Comments on “Decontaminated?”

  1. Julia Atkins says:

    Alas, poor Kinnock. Basically he lost because he was unconvincing as a future Prime Minister. The make-over of Old Labour had begun but the change was a year or so away from completion. Kinnock appeared as a political hermaphrodite at a time when social attitudes were not as permissive as today. As for Tories and homosexuality, let’s not forget the decades of backwardness on this question that typified the Labour Party and the trades unions.There are more than a few homophobes still nesting in their ranks, though definitely not Blair, Mandelson and Brown. On the subject it might be worth recalling that the German social-democrats were the most advance and pamphlets denouncing anti-gay prejuduce by Ulrichs in the 19th and Hirschfeld in the 20th Century helped educate their part, though not everyone was convinced.In 1869 Marx sent one of Ulrich’s pamphlets to Engels for his comment.
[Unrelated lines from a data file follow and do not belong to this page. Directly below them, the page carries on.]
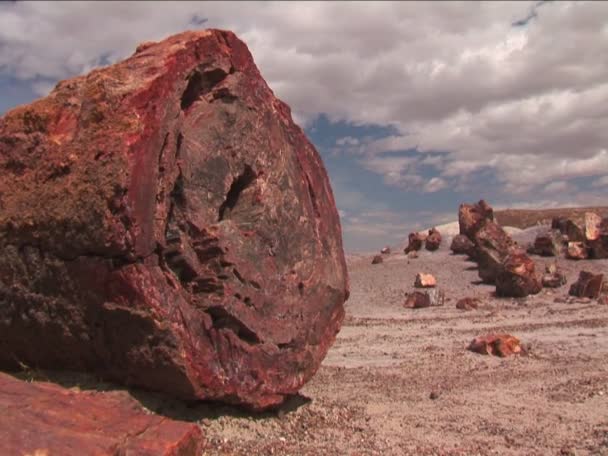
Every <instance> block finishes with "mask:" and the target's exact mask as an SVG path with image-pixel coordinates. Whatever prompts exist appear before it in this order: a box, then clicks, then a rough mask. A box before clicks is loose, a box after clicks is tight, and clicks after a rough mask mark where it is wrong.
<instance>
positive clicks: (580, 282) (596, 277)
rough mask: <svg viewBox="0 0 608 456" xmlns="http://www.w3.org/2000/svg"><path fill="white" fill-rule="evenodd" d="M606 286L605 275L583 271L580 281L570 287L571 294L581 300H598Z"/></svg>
mask: <svg viewBox="0 0 608 456" xmlns="http://www.w3.org/2000/svg"><path fill="white" fill-rule="evenodd" d="M603 286H604V274H593V273H591V272H588V271H581V272H580V273H579V276H578V280H577V281H576V282H575V283H573V284H572V285H571V286H570V292H569V294H570V295H571V296H577V297H579V298H591V299H597V298H599V296H600V294H601V293H602V288H603Z"/></svg>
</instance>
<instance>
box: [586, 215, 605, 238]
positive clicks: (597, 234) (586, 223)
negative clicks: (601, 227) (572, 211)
mask: <svg viewBox="0 0 608 456" xmlns="http://www.w3.org/2000/svg"><path fill="white" fill-rule="evenodd" d="M601 225H602V218H601V217H600V216H599V215H597V214H596V213H595V212H585V240H586V241H596V240H597V239H599V237H600V234H601Z"/></svg>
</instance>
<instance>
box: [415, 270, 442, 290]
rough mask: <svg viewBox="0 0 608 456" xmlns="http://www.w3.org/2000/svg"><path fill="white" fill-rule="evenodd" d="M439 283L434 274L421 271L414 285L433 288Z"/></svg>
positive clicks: (422, 287) (416, 275)
mask: <svg viewBox="0 0 608 456" xmlns="http://www.w3.org/2000/svg"><path fill="white" fill-rule="evenodd" d="M436 285H437V279H435V277H434V276H433V275H432V274H425V273H424V272H419V273H418V274H416V280H415V282H414V286H415V287H416V288H433V287H435V286H436Z"/></svg>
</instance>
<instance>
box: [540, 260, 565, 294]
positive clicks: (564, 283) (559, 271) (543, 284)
mask: <svg viewBox="0 0 608 456" xmlns="http://www.w3.org/2000/svg"><path fill="white" fill-rule="evenodd" d="M566 281H567V280H566V275H565V274H564V273H563V272H562V271H561V270H560V269H559V268H558V266H557V265H556V264H555V263H553V264H550V265H547V267H546V268H545V273H544V274H543V278H542V285H543V287H545V288H559V287H561V286H562V285H565V284H566Z"/></svg>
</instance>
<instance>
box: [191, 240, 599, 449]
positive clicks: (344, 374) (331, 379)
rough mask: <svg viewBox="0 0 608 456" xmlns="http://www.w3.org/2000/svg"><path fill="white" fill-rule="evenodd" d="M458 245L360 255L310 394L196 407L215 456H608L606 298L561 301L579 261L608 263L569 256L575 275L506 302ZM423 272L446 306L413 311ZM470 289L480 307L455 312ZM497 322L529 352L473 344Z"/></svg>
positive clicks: (598, 268)
mask: <svg viewBox="0 0 608 456" xmlns="http://www.w3.org/2000/svg"><path fill="white" fill-rule="evenodd" d="M446 241H448V240H447V239H446ZM447 245H448V244H447V242H445V243H444V245H443V246H442V248H441V249H440V251H438V252H434V253H429V252H423V253H422V254H421V255H420V257H419V258H418V259H414V260H409V261H408V260H407V258H406V257H405V255H403V253H402V252H401V251H397V252H396V253H393V254H391V255H390V256H388V258H386V260H385V262H384V263H382V264H379V265H373V266H372V265H371V264H370V262H371V256H349V258H350V259H349V270H350V278H351V288H352V294H351V297H350V299H349V301H348V302H347V304H346V313H347V318H346V321H345V323H344V326H343V328H342V330H341V332H340V333H339V335H338V338H337V341H336V343H335V345H334V346H333V348H332V349H331V350H330V352H329V354H328V356H327V358H326V359H325V361H324V363H323V365H322V366H321V368H320V369H319V372H318V373H317V375H316V376H315V377H314V378H313V379H312V380H311V381H310V383H308V384H307V385H306V386H305V387H304V388H303V389H302V391H301V393H302V397H300V398H294V399H293V400H292V401H291V402H290V404H288V407H286V409H285V410H283V411H281V412H279V413H269V414H265V415H263V416H250V415H246V414H242V413H241V412H238V411H236V410H234V409H231V408H227V407H220V408H219V409H213V408H208V406H202V408H201V406H197V407H195V408H193V409H192V410H190V413H191V416H192V417H193V418H195V417H196V418H201V417H202V416H203V415H204V416H205V418H204V419H203V421H202V423H203V426H204V428H205V429H206V433H207V436H208V438H209V439H210V441H211V443H212V446H214V447H215V449H213V450H209V451H208V452H207V453H206V454H209V455H216V454H236V455H255V454H279V455H326V454H331V455H477V454H479V455H486V454H498V455H564V454H566V455H567V454H570V455H574V454H576V455H579V456H580V455H608V306H605V305H599V304H597V303H596V302H595V301H591V302H587V303H584V302H583V303H576V304H565V303H559V302H554V300H555V298H557V297H565V296H566V295H567V291H568V288H569V285H570V283H572V282H573V281H574V279H575V278H576V276H577V275H578V271H579V270H580V269H583V268H584V269H587V270H590V271H596V272H600V271H603V272H608V268H607V266H608V261H606V260H600V261H581V262H573V261H567V260H563V259H562V260H559V263H560V265H562V266H563V267H564V268H565V270H566V272H567V275H568V285H566V286H564V287H562V288H560V289H558V290H556V291H554V292H543V293H542V294H540V295H537V296H535V297H531V298H527V299H520V300H513V299H501V300H499V299H496V298H494V297H493V296H492V292H493V287H491V286H487V285H480V284H478V283H477V271H476V270H474V263H470V262H467V261H465V258H464V257H462V256H453V255H451V254H450V253H449V251H448V250H447ZM534 258H535V260H537V264H539V265H542V264H544V263H546V262H547V261H550V260H544V259H541V258H539V257H534ZM419 271H425V272H431V273H433V274H435V276H436V277H437V279H438V283H439V285H440V286H441V288H443V289H444V290H445V291H446V295H447V296H448V297H449V298H450V300H449V301H448V303H447V304H446V305H445V306H444V307H436V308H427V309H404V308H403V307H402V304H403V301H404V298H403V296H404V293H405V292H407V291H410V290H411V289H412V288H413V282H414V277H415V275H416V273H417V272H419ZM464 296H471V297H479V298H481V299H482V301H483V304H484V305H483V308H480V309H479V310H476V311H470V312H464V311H460V310H457V309H456V308H455V307H454V305H455V303H456V301H457V299H458V298H461V297H464ZM492 331H504V332H508V333H511V334H512V335H514V336H516V337H518V338H520V339H521V341H522V342H523V344H524V346H525V347H526V348H527V349H528V351H529V355H528V356H519V357H514V358H507V359H500V358H493V357H489V356H482V355H478V354H474V353H471V352H469V351H467V350H466V346H467V344H468V343H469V342H470V341H471V339H473V338H474V337H475V336H477V335H480V334H484V333H487V332H492ZM431 393H434V394H433V396H435V395H437V396H438V397H437V398H435V399H431Z"/></svg>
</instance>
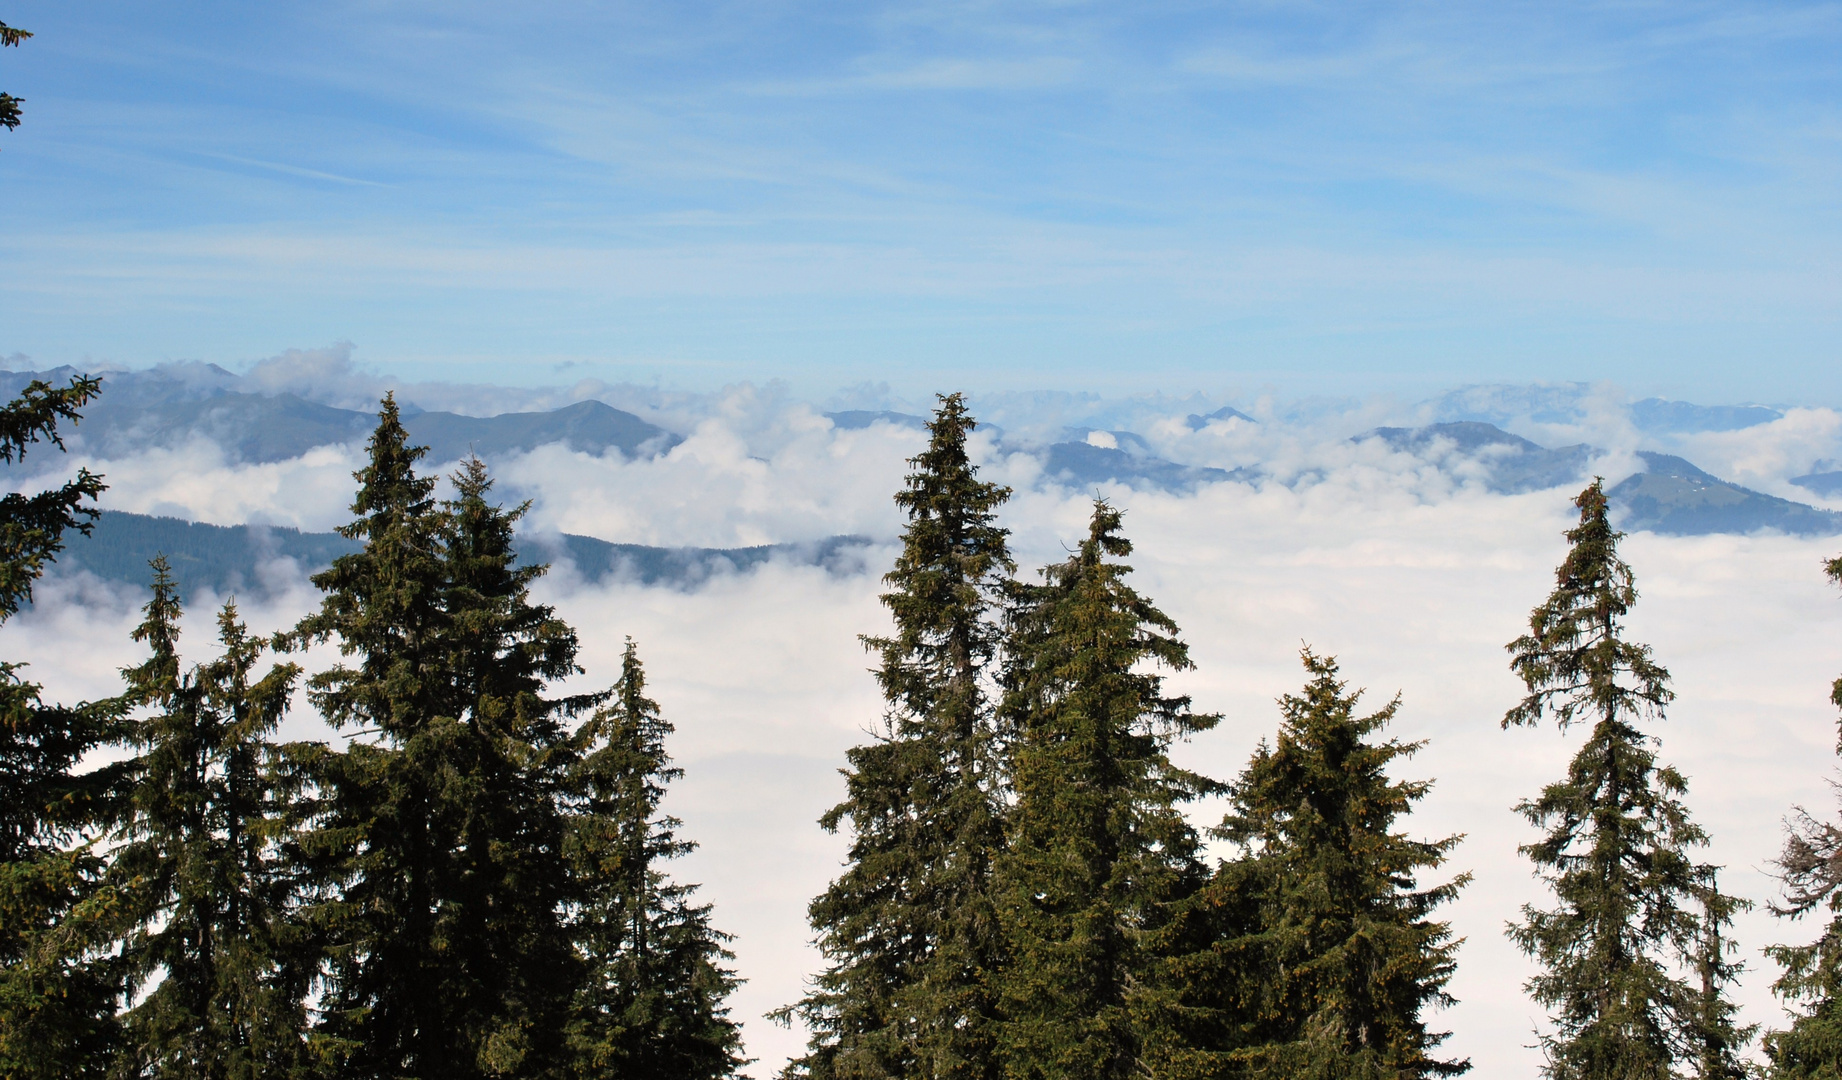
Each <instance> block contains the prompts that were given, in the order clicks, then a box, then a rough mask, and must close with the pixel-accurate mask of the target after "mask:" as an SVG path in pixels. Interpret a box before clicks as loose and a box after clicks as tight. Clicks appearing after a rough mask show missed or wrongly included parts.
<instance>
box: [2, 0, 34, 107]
mask: <svg viewBox="0 0 1842 1080" xmlns="http://www.w3.org/2000/svg"><path fill="white" fill-rule="evenodd" d="M28 37H31V31H29V29H20V28H17V26H7V24H4V22H0V46H17V44H18V42H22V41H26V39H28ZM20 101H22V98H15V96H13V94H0V127H6V129H7V131H13V129H15V127H18V103H20Z"/></svg>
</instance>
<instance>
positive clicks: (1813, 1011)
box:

The response was revealing: ‘That is a quite curious “Urning” which you sent me. Here are the most unnatural revelations. The pederasts are beginning to count themselves and find that they make up a power in the state. Only the organization is lacking, but according to this it already exists in secret. And since they count such significant men, in all the old and even the new parties, from Rösing to Schweitzer, they cannot fail to succeed. “Guerre aux cons, paix aux trous-de-cul” will be the call now. It is only luck that we are personally too old to have to fear that on the victory of this party we’ll have to pay the victors bodily tribute. But the young generation! Moreover, only in Germany is it possible for such a fellow to appear, transform filthiness into a theory, and solicit. . .’ (Marx-Engels-Werke, vol. 32, pp. 324-5.] William Hague should be informed.

  2. Thomas Jones says:

    Here’s a video of an interview Cameron gave to the Gay Times, in which he gets very very confused and loses his cool under not very much pressure. Hardly leadership material.

  3. A.J.P. Crown says:

    I do hope you can keep this up for the next month, John Lanchester. These pieces are very helpful for those of us who don’t live in Britain.

  4. Adrian says:

    I can’t bear listening to John Humprhys either – he even seems to have infected the usually level-headed Evan Davis with his idiotic bullying style. But surely any change must start with politicians. (Warning – I’m going to try some possibly inappropriate pop psychoanalysis of my own here).

    If Neil Kinnock spoke completely frankly there would, of course, be a hysterical reaction in the media. But this hysteria in the media seems symptomatic of the neurosis in political parties about getting their press image absolutely right at all times. The press are so used to this that, for the lack of anything more concrete to talk about, the tiniest blemish is magnified many times. A party that started speaking its mind would unleash a media storm to start with – but surely the press (or at least the electorate) would adapt to it after a while and the hysteria would eventually be reserved for the really offensive stuff. (I think that kind of change in communications strategy might take a bit of leadership though, something that none of the parties seems to have when it comes to the media). Even if that’s true, what “after a while” means probably isn’t shorter than the length of an election campaign.

  5. rogervignoles says:

    Speaking of Neil Kinnock reminds me of a prime example of a politician speaking his mind and being excoriated by the media for doing so. During a discussion of the Falklands war, when somebody commented that at least Mrs Thatcher had guts, Kinnock remarked “It’s a pity so many people had to leave their guts in Goose Green to prove it”.

    Naturally, this perfectly reasonable, if bitter comment provoked hysteria in the press, as did Cherie Blair’s observation that if she were a Palestinian she would understand the desire to become a suicide bomber.

    These were of course both serious issues of the kind this election is unlikely to address.